An earlier study from the CDC also revealed that people in the U.S. get around 13 percent of their total daily calories from added sugar, rather than the recommended maximum of 10 percent.
It goes without saying that following a healthful diet is easier for some people than others. Many of us are unable to resist a chocolate bar or takeout, despite being well aware that excessive consumption of these foods is bad for us.
Previous research has identified certain genes that are associated with behaviors related to anorexia and other eating disorders. For their study, Berciano and team set out to investigate whether genetics play a role in the food choices of healthy individuals.
Higher chocolate intake linked to oxytocin gene variant
The researchers reached their findings by analyzing data from the Genetics and Lipid Lowering Drugs and Diet Network study. The data included 818 adults of European ancestry, of whom 404 were men and 414 were women.
The team analyzed the genetic data of each participant, and subjects’ dietary habits were determined using food frequency questionnaires.
The analysis revealed a number of genetic variations that were associated with certain food preferences.
For example, the team found that variants of the receptor gene for the “love hormone” oxytocin were associated with a higher chocolate intake and a larger waist circumference.
Higher salt intake was associated with CREB1 and GABRA2 gene variants, while variants of the SLC6A2 gene were linked to greater total fat intake.
First study to show how brain genes influence food intake
The team notes that the identified gene variants have previously been associated with a number of behavioral and psychological traits, such as stress, addiction, impulsivity, and depression.
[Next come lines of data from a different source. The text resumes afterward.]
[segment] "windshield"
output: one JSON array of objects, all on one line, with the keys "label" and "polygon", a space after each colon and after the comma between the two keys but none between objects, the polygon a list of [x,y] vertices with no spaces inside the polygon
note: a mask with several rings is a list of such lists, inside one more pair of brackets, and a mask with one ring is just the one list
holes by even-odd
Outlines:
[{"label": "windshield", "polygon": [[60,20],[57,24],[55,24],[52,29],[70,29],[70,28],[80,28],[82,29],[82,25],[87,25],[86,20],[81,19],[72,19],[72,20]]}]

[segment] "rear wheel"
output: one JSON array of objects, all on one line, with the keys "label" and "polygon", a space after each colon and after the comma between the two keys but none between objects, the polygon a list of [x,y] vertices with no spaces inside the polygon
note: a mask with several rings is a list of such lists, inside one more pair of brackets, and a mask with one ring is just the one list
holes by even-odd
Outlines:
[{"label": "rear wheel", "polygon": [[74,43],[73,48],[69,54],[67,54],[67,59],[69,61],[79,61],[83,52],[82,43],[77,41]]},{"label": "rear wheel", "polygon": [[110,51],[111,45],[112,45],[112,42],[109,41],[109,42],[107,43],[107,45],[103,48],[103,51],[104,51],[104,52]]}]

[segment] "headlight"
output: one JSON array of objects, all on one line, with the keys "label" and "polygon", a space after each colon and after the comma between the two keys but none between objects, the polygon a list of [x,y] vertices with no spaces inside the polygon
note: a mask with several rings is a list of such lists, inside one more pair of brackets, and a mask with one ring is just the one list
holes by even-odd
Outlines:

As such, the researchers believe that their study has uncovered a number of gene variants that affect our behavior in a way that influences our food choices.
“Most people have a hard time modifying their dietary habits, even if they know it is in their best interest. This is because our food preferences and ability to work toward goals or follow plans affect what we eat and our ability to stick with diet changes,” says Berciano.
“Ours is the first study describing how brain genes affect food intake and dietary preferences in a group of healthy people.”
The researchers hope that their findings will lead to more effective ways to reduce the risk of chronic disease developed as a result of poor dietary habits.
“The knowledge gained through our study will pave the way to better understanding of eating behavior and facilitate the design of personalized dietary advice that will be more amenable to the individual, resulting in better compliance and more successful outcomes.”
In future research, the team plans to assess whether the genetic variants related to food preferences are associated with greater risk of certain health conditions.